Once upon a time, I created a platform called jeeni.com which is where independent artists perform their music in front of new fans, and get rewarded for their efforts. On a Saturday night we ran a live global music festival featuring 18 acts from both sides of the Atlantic. The oldest performer was over 70, the youngest was under 10. They were brilliant, each in their own way. We broadcast over social media and websites. There were no adverts, there were no fakes, there was no hype. It didn't cost us a penny to run. Everyone had a ball. We are part of a revolutionary process that is killing a corrupt and rotting music industry which has held both audience and performer to ransom since the 1890s. So if you will indulge me, I'd like to tell you how, and why ...

I'm an old hoarder, I hoard old music recordings, and when I say old I mean really old. Upstairs, in what was once a studio but has turned into an Irish Setter leisure lounge, there are several hundred wax cylinders from the 1890s. Each cylinder is a unique recording from an age before duplication was possible. If Miss Florrie Forde wanted to sell a hundred copies of Hold Your Hand Out You Naughty Boy to her adoring public, then she had to keep lubricated and trill the bloody thing into a brass horn a hundred times and record it onto wax in real time. But to me the beauty of these cylinders is not that each one is a unique recording, but that each one is mercifully short, rotating at 120 revolutions a minute and lasting a meagre two minutes, because that's all a wax cylinder can hold. And so the two minute pop single was born. At the start of the twentieth century discs replaced cylinders, but not a lot changed. I have another room full of shellac discs that spin at 78 revolutions a minute. When it came to pop singles from artists bringing joy to the world throughout the first half of the twentieth century, they had just under three minutes to do it in. And if they were any good, just under three minutes was plenty.

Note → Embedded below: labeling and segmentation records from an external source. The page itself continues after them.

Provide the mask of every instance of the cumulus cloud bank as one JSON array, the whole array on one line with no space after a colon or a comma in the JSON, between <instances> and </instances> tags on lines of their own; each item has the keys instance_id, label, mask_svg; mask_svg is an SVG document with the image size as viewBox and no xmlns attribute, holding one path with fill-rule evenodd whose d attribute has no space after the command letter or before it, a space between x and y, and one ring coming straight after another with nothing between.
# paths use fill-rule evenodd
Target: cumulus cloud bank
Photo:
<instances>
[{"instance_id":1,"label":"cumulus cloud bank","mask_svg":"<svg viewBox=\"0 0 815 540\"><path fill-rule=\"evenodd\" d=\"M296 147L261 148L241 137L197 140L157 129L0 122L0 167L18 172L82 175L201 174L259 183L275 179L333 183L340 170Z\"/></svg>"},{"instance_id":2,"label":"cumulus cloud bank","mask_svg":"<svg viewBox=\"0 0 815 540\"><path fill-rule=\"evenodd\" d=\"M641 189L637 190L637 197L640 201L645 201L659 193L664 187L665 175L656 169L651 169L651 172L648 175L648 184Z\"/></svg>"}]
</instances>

I feel personally to blame for what happened next, because in the hour of my birth in 1948, the microgroove vinyl disc hit the market, spinning at what my Irish chums call dirty tree and a turd revolutions per minute. I have an entire wall of vinyl albums, with their glorious covers and sleeve notes. And yes, they are arranged in alphabetical order by artist and date-order of release. Their storage capacity is approximately twenty-five minutes a side, which is usually twenty-two minutes too long. And on the opposite wall is where all my CDs sulk, each one capable of storing seventy-four minutes of audio, and not one of them played since the turn of this century. Why? Because a hacker called SoloH went and ripped the source code of something called the Fraunhofer MP3 encoder and spread it all over the internet for free. Thanks to SoloH, I can not only digitise my entire collection of recorded music without any restrictions on playing time, I can access the entire library of everything that has ever been recorded, for ever.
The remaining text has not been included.